Docteur Gilles Fortin

[24]        Il exclut la possibilité que la chute sur le plancher de céramique et des troubles de coagulation puissent avoir causé les lésions observées. La combinaison de ces lésions, soit l’hématome sous-dural et les hémorragies rétiniennes, est indicatrice d’un TCNA. Il explique qu’il n’est pas facile de dater les lésions, mais que l’on doit tenir compte des données cliniques et de l’état de l’enfant. Or, il y avait présence d’un hématome aigu (moins de 24 heures) et d’un hématome « en voie d’organisation » ou subaigu (plus de 24 heures), ainsi que des résidus d’un ancien hématome. L’hématome en voie d’organisation n’affecte pas beaucoup les fonctions cérébrales et les résidus sont de trop petite taille pour expliquer ce qui est survenu. Reste donc l’hématome aigu.
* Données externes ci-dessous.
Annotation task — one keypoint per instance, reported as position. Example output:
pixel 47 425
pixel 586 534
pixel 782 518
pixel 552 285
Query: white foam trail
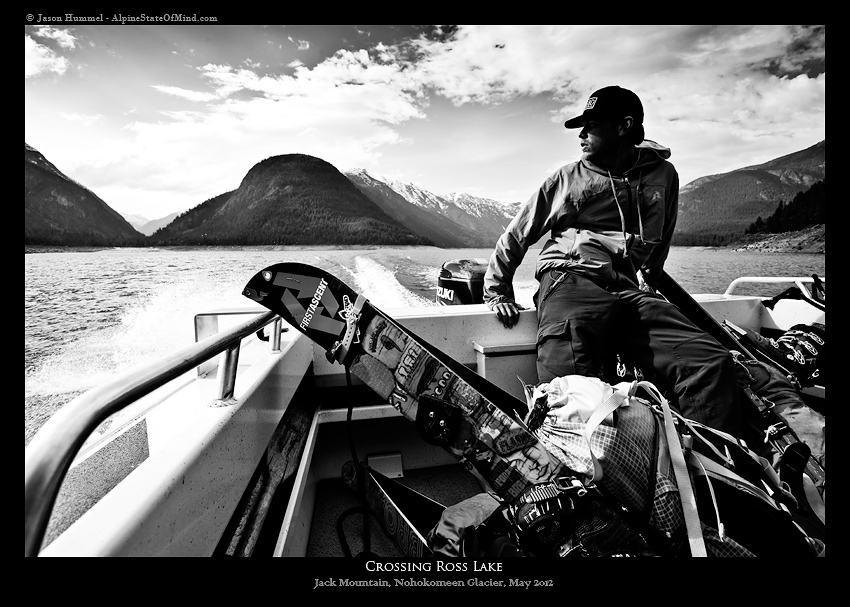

Il est d’avis que si l’état de l’enfant s’est dégradé sur l’heure du dîner, c’est qu’un nouvel incident s’est produit, et il ne peut s’agir d’un événement survenu plus tôt en matinée si l’enfant allait bien lors du dîner. Il écarte donc la possibilité qu’un ressaignement soit survenu. Enfin, selon lui, les convulsions peuvent uniquement causer des hémorragies rétiniennes isolées et les manœuvres de réanimation ne peuvent pas en causer autant que celles qui ont été observées. Pour lui, c’est une certitude diagnostique que l’enfant a été victime d’un secouement et qu’il en est éventuellement décédé; il ne voit pas d’autres explications possibles aux lésions.

Docteur Louis Crevier

[25]        Après avoir résumé sa position sur les embolies graisseuses causées par l’utilisation de trocarts, il constate que personne n’a observé d’enflure majeure au niveau du cerveau, ni lésions axonales diffuses, ni bleus, ni contusions. Il explique ce qu’est un ressaignement spontané et affirme que cela peut survenir sans aucun traumatisme ou à la suite d’un traumatisme mineur. Il est d’avis que, vu la présence d’hématomes antérieurs anciens, l’enfant a pu ressaigner spontanément et il explique que ce qui est davantage controversé dans la littérature médicale, c’est la question de savoir si le ressaignement peut causer de nouveaux symptômes. Selon lui, le sang peut, par son effet irritatif sur le cerveau, causer des convulsions plus prolongées qui, à leur tour, peuvent entraîner des symptômes importants. Il affirme qu’il est néanmoins difficile de remettre en question le diagnostic de TCNA, d’autant plus qu’il y avait ici une combinaison d’hématomes sous-duraux, en apparence de dates différentes, associés à des hémorragies rétiniennes aux deux yeux, quand même assez importantes, qui ne peuvent pas s’expliquer uniquement par la chute de l’enfant sur le plancher de céramique. Il émet toutefois un bémol quant au moment où serait survenu l’événement fatal, particulièrement en raison des controverses dans la littérature sur la question. Il explique que les hémorragies rétiniennes ne peuvent pas être causées par le ressaignement ni par une chute mineure, mais qu’elles peuvent l’être par un TCNA ou par des manœuvres de réanimation, auquel cas elles seraient toutefois mineures. Il ne peut se prononcer sur cette possibilité dans le cas de X puisque, bien que les hémorragies rétiniennes soient étendues, il y a eu deux tentatives de réanimation. Il explique être incapable de dater l’hématome ancien, mais affirme qu’il est possible qu’il se soit liquéfié et que le liquide ait coulé lors de l’autopsie. Il n’exclut pas la possibilité d’un autre épisode de maltraitance ou de secouement, et conclut que ce qui s’est passé le 4 mai peut avoir été causé par un ressaignement, spontané ou relié à un traumatisme crânien léger.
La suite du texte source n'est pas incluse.